Check XF Application Preferences

Application Preferences

XF requires the location of Optenni Lab's executable in order to open Optenni Lab from the application's Results browser. XF can find and configure the executable automatically, or users can set the location manually by selecting Edit ❯ Application Preferences and working under the External Tools tab.

Set Up a Project

Optenni Lab uses S-parameter, efficiency, and far zone radiation pattern results from a finite-difference time-domain (FDTD) simulation to determine the desired matching network topology. In order to compute those results, all of the standard steps—such as adding geometry, defining materials, and specifying the grid—in XF's workflow must be completed.
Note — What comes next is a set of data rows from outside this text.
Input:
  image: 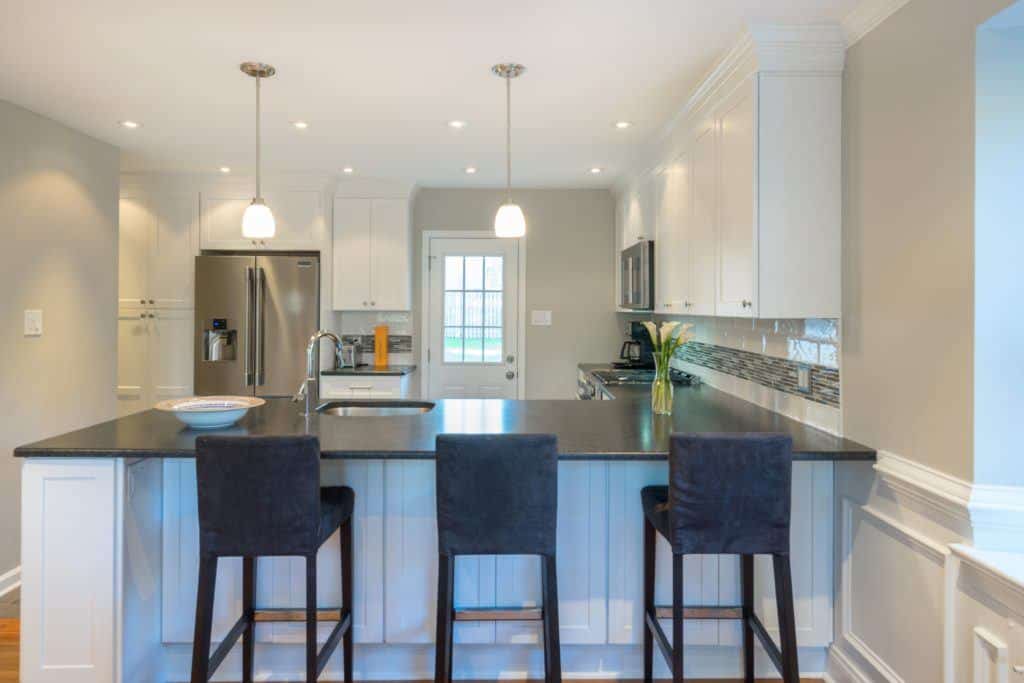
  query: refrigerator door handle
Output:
[256,266,266,386]
[244,266,255,386]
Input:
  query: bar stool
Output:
[191,436,355,683]
[434,434,562,683]
[641,434,800,683]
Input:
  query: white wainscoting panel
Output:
[20,458,124,683]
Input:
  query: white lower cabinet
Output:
[117,307,195,417]
[321,375,409,398]
[162,460,384,643]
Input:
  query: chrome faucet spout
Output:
[293,330,341,416]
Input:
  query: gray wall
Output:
[842,0,1010,480]
[0,101,119,574]
[413,188,623,398]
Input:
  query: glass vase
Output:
[650,356,675,415]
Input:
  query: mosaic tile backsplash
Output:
[636,315,840,408]
[676,341,840,408]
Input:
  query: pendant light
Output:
[239,61,276,240]
[490,63,526,238]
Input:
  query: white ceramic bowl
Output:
[156,396,266,429]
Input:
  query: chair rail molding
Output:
[874,451,1024,552]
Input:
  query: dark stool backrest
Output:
[437,434,558,556]
[669,434,793,554]
[196,436,319,557]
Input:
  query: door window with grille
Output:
[443,255,505,364]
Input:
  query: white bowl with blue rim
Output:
[156,396,266,429]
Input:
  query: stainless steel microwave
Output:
[618,240,654,310]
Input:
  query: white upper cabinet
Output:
[200,189,324,251]
[654,154,690,314]
[715,77,757,317]
[333,197,412,310]
[118,193,199,308]
[618,26,845,318]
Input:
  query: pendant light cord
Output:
[256,74,263,199]
[505,76,512,204]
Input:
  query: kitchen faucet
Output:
[292,330,341,416]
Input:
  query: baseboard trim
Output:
[0,565,22,598]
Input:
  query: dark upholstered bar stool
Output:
[434,434,562,683]
[191,436,355,683]
[641,434,800,683]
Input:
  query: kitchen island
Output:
[15,386,874,683]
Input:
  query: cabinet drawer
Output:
[321,375,409,398]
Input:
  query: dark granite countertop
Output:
[321,365,416,377]
[14,366,876,462]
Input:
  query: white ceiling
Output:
[0,0,856,187]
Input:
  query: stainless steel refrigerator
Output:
[195,254,319,396]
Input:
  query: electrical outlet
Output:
[797,366,811,393]
[25,310,43,337]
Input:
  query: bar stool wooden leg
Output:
[672,553,684,683]
[434,555,455,683]
[338,517,354,683]
[191,557,217,683]
[242,557,256,683]
[739,555,754,683]
[306,553,316,683]
[541,555,562,683]
[772,554,800,683]
[641,516,657,683]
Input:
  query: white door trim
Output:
[420,229,526,400]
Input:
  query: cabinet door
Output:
[684,122,718,315]
[370,200,412,310]
[654,156,690,315]
[148,309,196,402]
[715,80,757,317]
[117,307,152,418]
[147,194,199,308]
[118,197,154,306]
[333,198,372,310]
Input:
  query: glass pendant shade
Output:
[242,197,276,240]
[495,203,526,238]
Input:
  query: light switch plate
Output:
[797,366,811,393]
[529,310,551,328]
[25,310,43,337]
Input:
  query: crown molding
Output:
[842,0,910,47]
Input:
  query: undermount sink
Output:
[316,400,434,418]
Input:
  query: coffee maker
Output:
[611,321,654,370]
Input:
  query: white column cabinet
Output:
[333,197,412,310]
[118,193,199,308]
[715,78,758,317]
[618,27,845,318]
[688,121,718,315]
[117,306,195,417]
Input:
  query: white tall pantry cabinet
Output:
[618,27,845,318]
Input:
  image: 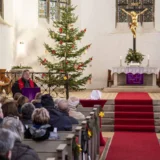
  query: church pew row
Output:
[23,108,99,160]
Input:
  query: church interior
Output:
[0,0,160,160]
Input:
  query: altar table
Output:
[80,99,107,146]
[113,66,158,86]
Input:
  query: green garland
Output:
[125,48,144,64]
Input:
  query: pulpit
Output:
[113,66,158,86]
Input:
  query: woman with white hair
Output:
[68,97,85,120]
[2,117,39,160]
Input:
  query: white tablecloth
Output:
[113,66,159,74]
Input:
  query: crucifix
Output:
[122,0,148,53]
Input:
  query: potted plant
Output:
[125,48,144,65]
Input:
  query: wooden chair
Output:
[107,69,113,87]
[23,133,74,160]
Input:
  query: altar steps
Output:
[103,86,160,93]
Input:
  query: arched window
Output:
[0,0,4,18]
[39,0,70,21]
[116,0,155,24]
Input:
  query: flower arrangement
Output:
[125,48,144,64]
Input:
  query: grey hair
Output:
[0,128,15,156]
[2,117,24,141]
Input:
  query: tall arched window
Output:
[0,0,4,18]
[116,0,155,24]
[39,0,70,21]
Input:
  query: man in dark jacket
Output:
[12,70,37,96]
[41,94,78,131]
[0,129,15,160]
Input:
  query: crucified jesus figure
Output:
[122,8,148,38]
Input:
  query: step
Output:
[102,118,160,126]
[114,118,154,126]
[114,125,155,132]
[115,105,153,112]
[115,112,154,119]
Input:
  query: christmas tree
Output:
[39,5,92,98]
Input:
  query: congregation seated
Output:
[13,92,22,101]
[29,107,53,141]
[17,95,29,114]
[32,93,43,108]
[21,103,35,128]
[68,97,85,120]
[0,128,15,160]
[2,117,39,160]
[41,94,77,131]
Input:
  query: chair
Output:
[107,69,113,87]
[0,69,12,94]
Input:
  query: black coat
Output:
[12,78,38,96]
[11,141,40,160]
[45,107,78,131]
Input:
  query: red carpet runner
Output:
[106,132,160,160]
[114,92,155,132]
[106,93,160,160]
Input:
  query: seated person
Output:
[68,97,85,120]
[2,117,40,160]
[0,128,15,160]
[12,70,37,97]
[17,95,29,114]
[29,107,53,141]
[2,100,19,117]
[58,99,78,124]
[41,94,78,131]
[21,103,35,128]
[32,92,43,108]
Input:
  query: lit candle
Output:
[120,56,122,66]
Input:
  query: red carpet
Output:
[106,132,160,160]
[114,92,155,132]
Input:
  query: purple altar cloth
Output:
[126,73,143,85]
[22,88,41,101]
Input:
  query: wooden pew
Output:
[23,133,75,160]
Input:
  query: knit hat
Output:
[41,94,54,108]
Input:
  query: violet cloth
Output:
[22,88,41,101]
[126,73,143,85]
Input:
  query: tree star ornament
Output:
[99,111,104,118]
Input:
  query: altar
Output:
[113,66,159,87]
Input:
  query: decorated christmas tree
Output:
[39,5,92,97]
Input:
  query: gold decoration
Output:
[99,111,104,118]
[122,8,148,38]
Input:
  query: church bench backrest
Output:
[23,133,75,160]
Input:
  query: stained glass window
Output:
[116,0,155,24]
[0,0,3,18]
[39,0,69,21]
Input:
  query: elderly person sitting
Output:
[2,117,39,160]
[0,128,15,160]
[68,97,85,120]
[57,99,78,124]
[32,92,43,108]
[29,107,53,141]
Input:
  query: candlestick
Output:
[147,55,150,67]
[120,56,122,67]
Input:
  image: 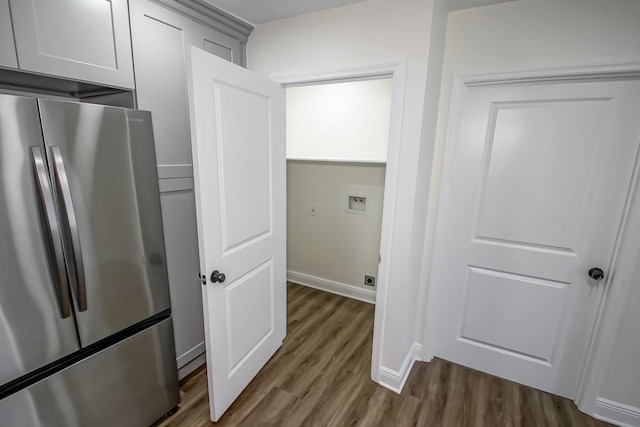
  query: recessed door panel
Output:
[476,98,607,251]
[214,82,272,251]
[427,80,640,398]
[460,267,567,365]
[225,262,274,373]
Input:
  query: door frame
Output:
[269,60,407,383]
[423,62,640,414]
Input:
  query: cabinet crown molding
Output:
[150,0,254,44]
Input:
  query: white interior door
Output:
[188,47,286,421]
[427,81,640,398]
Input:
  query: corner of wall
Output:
[378,343,422,394]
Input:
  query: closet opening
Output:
[283,69,402,380]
Specify a far zone sensor.

Before creating a simulation, users must add a far zone sensor to the project in order to collect a far zone radiation pattern. This is done by right-clicking on Far Zone Sensors ❯ New Far Zone Sensor in the Project Tree. The Geometry tab must specify theta and phi angles that cover the full 3-D sphere. Additionally, the Enable Far Zone Sensor and Collect Steady State Data options must be checked under the Properties tab.
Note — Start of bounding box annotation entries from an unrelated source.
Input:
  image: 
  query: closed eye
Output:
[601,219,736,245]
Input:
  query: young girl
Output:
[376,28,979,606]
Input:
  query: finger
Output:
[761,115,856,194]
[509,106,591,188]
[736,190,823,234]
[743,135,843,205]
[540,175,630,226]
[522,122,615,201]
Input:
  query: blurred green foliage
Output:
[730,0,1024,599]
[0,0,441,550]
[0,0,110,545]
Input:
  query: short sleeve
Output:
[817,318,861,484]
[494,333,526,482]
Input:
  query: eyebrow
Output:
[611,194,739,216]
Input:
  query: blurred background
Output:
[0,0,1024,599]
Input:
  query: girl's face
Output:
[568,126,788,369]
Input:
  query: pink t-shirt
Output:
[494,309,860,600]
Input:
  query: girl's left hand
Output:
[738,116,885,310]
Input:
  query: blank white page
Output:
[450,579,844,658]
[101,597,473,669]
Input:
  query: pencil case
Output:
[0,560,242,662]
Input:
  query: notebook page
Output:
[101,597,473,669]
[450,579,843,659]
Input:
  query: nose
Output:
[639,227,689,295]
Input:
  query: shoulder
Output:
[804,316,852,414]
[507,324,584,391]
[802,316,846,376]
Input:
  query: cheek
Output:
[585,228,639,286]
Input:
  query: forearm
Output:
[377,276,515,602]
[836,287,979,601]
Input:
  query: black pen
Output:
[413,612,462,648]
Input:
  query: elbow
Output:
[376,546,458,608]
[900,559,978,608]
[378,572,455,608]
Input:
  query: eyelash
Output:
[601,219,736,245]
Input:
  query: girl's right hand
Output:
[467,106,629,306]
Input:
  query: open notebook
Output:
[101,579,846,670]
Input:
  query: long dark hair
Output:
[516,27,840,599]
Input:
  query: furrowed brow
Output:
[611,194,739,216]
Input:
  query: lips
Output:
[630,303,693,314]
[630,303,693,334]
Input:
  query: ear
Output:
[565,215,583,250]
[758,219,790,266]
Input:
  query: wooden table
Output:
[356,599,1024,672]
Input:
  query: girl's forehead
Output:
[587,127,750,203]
Compute S-parameters for active feeds.

When creating a simulation, users should consider two of the window's tabs. S-parameters must be collected for each feed that will be matched in Optenni Lab. This is accomplished by checking the desired Active Feed(s) in the Setup S-parameters tab.

Specify frequencies.

In order to synthesize the matching network in Optenni Lab based on either efficiency or far zone radiation pattern data, users must add Frequencies in the Frequencies of Interest tab. Three to five frequencies per band are generally sufficient, but more may be needed for wide bands. Radiation, system efficiency, and radiation pattern are available once steady-state data is collected.

Export to Optenni Lab

Export to Optenni Lab.

Users can export to Optenni Lab through the right-click menu of a 3-D far zone radiation pattern in XF's Results browser. The Optenni Export Options dialog allows users to open Optenni Lab and load the full S-parameter matrix, efficiencies, available powers, and other data that XF determines based on the far zone selection.
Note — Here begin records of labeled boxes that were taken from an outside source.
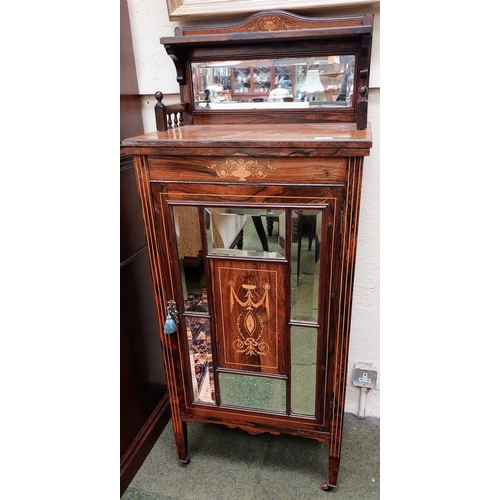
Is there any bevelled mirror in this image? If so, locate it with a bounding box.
[160,11,373,129]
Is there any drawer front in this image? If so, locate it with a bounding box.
[148,156,349,185]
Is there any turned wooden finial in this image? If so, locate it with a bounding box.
[155,90,168,132]
[356,85,368,130]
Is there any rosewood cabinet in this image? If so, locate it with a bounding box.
[123,11,373,490]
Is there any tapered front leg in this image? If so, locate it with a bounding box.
[321,456,340,491]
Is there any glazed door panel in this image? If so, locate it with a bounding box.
[154,183,344,430]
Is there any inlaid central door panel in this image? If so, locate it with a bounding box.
[210,260,287,375]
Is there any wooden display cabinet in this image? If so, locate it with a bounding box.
[123,11,373,490]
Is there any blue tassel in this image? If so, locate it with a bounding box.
[163,313,177,335]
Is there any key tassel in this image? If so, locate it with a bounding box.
[163,313,177,335]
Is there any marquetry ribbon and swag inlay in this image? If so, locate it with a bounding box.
[208,158,275,181]
[211,260,286,375]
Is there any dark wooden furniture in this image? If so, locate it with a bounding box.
[123,11,373,490]
[120,0,170,495]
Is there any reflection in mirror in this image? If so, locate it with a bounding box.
[205,207,285,259]
[219,372,286,412]
[185,317,215,404]
[172,205,208,312]
[291,210,322,322]
[191,55,355,110]
[291,326,318,415]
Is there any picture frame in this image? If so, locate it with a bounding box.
[166,0,379,21]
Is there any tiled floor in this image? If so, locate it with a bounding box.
[121,414,380,500]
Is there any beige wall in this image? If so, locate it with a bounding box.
[128,0,382,417]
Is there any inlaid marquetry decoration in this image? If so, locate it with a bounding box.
[210,260,287,375]
[241,16,300,32]
[208,158,275,181]
[228,280,271,356]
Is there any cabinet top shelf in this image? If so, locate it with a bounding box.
[122,122,372,155]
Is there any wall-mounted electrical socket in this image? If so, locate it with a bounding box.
[352,363,377,389]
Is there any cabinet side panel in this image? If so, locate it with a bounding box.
[329,158,363,459]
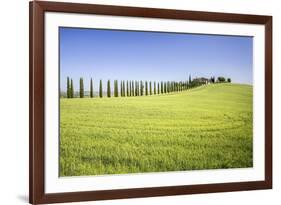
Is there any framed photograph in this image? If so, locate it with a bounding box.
[30,1,272,204]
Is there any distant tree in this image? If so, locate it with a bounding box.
[217,76,225,83]
[107,80,111,98]
[99,80,102,98]
[66,77,70,98]
[70,78,74,98]
[90,78,94,98]
[145,81,148,95]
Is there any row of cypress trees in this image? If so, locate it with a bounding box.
[67,76,200,98]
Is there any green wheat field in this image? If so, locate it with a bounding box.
[59,83,253,176]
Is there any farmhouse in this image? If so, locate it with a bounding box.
[193,77,210,85]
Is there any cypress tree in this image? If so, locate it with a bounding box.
[114,80,118,97]
[120,80,123,97]
[99,80,102,98]
[90,78,94,98]
[149,81,152,95]
[79,78,84,98]
[167,81,170,93]
[107,80,111,98]
[157,82,160,95]
[132,80,137,96]
[140,80,143,96]
[127,80,130,96]
[145,81,148,95]
[130,81,133,96]
[66,77,70,98]
[134,81,139,96]
[70,78,74,98]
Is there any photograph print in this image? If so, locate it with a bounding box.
[59,27,253,177]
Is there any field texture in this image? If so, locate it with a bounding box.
[60,83,253,176]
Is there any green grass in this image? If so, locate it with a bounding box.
[60,84,253,176]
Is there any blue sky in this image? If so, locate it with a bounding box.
[59,27,253,91]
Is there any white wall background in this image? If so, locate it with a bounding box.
[0,0,281,205]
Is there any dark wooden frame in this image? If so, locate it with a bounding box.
[29,1,272,204]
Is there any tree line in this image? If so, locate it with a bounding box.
[66,75,231,98]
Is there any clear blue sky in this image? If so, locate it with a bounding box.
[59,27,253,91]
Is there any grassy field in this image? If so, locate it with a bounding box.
[60,84,253,176]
The S-parameters are written to an *.sNp Touchstone file, the input power for each port and filename for the complex far field data is written to an .xml file, and a binary far field file is written for each port. Users can save the files to a specified location for future post-processing.

This is compatible with Optenni Lab 4.3 and later. When XF detects an earlier version, it prompts users to specify either radiation or system efficiency.

Optenni Lab

XF data in Optenni Lab.

Optenni Lab is automatically launched and populated with data when export to Optenni Lab is chosen in XF's results browser. The image shows Optenni Lab with XF's S-parameters and efficiency data in the project tree on the left side of the user interface. Matching network synthesis is performed in Optenni Lab through Analyze ❯ Matching Circuit Generation.